Saturday, August 14, 2010

Gall

“Men are just bigger, more complicated gall wasps.” –Alfred Kinsey

Gall bumps blister the arms of the oak.
Within these bulges, gall wasps gestate.
Every other generation
of these flightless, unarmed specks
reproduces without having sex.
The tree tumors, or oak apples,
occur when venom is injected into the bark
by the female when she lays her eggs.
The hatched larvae bide their time
inside these warts, sometimes for years,
before gnawing their way free of their woody tombs.

Acid extracted from these galls
was once used to make ink. Leonardo used it
to draw fantastic war machines and
cross-sections of the human body,
to sketch the Blessed Virgin and her Kin.

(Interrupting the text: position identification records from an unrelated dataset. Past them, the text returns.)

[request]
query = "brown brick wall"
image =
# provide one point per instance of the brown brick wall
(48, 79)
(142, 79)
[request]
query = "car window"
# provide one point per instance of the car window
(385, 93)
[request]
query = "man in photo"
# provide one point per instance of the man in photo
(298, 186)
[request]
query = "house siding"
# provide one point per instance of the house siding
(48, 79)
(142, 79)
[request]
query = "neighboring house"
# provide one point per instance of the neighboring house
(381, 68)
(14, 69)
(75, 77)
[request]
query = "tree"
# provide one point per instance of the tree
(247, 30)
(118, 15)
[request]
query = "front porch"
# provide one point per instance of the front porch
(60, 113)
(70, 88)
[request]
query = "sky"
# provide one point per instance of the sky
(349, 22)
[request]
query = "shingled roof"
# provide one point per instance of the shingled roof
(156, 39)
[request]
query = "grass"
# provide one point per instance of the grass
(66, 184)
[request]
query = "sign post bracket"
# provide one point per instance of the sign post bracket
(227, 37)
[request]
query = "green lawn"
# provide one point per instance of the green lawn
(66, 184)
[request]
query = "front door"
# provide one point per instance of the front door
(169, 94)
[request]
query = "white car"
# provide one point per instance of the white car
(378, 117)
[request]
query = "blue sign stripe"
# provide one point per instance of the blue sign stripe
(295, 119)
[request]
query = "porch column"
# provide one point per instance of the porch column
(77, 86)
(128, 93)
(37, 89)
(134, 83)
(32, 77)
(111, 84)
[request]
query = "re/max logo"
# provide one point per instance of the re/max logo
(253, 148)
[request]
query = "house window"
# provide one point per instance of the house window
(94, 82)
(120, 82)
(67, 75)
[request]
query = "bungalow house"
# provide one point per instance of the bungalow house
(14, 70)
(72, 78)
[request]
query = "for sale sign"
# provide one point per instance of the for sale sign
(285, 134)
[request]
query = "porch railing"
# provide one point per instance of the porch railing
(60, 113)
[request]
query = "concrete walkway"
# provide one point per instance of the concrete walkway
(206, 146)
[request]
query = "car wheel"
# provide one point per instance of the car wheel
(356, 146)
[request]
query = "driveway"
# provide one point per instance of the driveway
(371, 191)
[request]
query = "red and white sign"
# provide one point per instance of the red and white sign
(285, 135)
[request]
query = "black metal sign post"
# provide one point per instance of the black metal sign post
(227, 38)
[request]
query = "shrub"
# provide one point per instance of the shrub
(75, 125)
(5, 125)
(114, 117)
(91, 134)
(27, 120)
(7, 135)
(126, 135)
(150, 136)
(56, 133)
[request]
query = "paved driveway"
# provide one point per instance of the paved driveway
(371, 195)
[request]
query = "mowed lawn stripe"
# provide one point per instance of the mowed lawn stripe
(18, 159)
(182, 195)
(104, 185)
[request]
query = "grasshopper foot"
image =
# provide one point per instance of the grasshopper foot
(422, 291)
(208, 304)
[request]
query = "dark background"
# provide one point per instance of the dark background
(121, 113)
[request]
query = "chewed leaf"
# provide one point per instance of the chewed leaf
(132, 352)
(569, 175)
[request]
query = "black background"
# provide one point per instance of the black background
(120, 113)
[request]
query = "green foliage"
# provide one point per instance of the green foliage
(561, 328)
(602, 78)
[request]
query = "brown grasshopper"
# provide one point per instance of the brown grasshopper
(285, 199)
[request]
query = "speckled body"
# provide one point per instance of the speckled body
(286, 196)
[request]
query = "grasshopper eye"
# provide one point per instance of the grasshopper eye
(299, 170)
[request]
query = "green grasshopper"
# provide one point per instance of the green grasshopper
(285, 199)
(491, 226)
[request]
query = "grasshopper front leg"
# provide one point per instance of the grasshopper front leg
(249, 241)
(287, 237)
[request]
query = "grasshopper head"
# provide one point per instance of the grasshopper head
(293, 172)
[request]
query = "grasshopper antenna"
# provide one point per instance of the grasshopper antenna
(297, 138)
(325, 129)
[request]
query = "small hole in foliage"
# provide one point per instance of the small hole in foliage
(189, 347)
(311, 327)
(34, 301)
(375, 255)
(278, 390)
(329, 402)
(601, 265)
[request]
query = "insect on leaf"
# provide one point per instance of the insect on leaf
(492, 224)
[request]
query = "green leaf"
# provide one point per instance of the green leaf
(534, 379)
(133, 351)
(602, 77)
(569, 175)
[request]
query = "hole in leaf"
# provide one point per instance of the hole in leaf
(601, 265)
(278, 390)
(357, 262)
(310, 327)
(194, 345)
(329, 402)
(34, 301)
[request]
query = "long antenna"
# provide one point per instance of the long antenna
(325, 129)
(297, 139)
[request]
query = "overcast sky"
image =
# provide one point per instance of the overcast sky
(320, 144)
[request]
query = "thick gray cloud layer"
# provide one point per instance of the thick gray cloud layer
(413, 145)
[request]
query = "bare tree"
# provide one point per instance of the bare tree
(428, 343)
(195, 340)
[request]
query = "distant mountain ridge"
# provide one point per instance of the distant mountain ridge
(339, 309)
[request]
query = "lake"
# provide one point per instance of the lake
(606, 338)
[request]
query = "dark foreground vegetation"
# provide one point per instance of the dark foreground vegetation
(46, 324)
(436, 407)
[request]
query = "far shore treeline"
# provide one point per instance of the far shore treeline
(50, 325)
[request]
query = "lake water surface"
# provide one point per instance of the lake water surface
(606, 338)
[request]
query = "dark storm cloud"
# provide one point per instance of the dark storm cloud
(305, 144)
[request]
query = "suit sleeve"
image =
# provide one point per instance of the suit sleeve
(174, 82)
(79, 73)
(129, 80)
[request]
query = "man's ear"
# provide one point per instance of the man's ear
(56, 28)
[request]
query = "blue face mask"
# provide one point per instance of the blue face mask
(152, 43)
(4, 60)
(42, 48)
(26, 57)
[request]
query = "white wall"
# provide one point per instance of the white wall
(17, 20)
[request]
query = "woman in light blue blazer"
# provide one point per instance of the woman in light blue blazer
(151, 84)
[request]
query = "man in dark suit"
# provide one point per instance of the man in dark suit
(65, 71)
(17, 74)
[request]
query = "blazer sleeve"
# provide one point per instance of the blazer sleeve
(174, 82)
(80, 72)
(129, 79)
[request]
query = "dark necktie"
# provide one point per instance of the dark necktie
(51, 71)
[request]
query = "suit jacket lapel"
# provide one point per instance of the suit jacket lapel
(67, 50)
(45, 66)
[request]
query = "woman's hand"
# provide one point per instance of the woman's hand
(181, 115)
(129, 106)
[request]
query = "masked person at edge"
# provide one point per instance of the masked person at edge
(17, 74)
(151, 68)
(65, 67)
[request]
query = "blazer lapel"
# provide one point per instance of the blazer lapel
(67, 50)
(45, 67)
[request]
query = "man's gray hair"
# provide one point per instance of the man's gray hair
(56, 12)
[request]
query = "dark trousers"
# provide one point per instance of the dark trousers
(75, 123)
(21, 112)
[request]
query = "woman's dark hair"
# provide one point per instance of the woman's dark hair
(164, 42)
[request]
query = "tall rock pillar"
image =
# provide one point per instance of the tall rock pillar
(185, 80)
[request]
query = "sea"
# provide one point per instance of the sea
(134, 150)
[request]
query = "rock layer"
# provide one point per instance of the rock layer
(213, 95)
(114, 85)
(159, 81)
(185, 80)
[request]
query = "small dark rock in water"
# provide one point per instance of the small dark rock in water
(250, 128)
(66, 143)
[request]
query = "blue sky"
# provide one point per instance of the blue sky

In twenty years of taxonomy, Alfred Kinsey
collected seven and a half million gall wasps,
carefully measuring and pinning each
to a tiny card. Eventually
he moved on to human sexual histories,
making eighteen thousand recordings
of married men and women confessing
their deepest sexual secrets, habits, perversions.
Their stories were crunched into statistics;
passion transformed into numbers.
The establishment found the results upsetting.
Kinsey was accused of being a deviant,
of being gay, as was Leonardo.

At picnics with my good Catholic parents,
I would catch yellowjackets
in pop bottles. The insects would alight
on the glass lip, then crawl inside,
only to become trapped
in the sticky sludge at the bottom.

I had no scientific interest in these pests,
and I would have revived them
if I could -little buzzing Lazaruses!-
if only to kill them again and again,
like in a video game or shooting gallery,
fulfilling that human dream
of death without consequence,
death with need of neither science
nor conscience.

Sixty years after Kinsey’s passing,
the California law barring gay marriage
was overturned, the judge citing
scientific evidence that disproved the idea
of homosexuality as family blight.
The voters stare up at the clusters of oak apples
and shudder, seeing infestation,
seeing disease, seeing sin.
Distrustful of science, they would eliminate
everything they deem ugly or immoral.
They pin their victims not for knowledge,
but for the sake of the pinning,
haunted by the extermination
of their own sexless specimen, himself pinned
to some supposedly unblemished tree.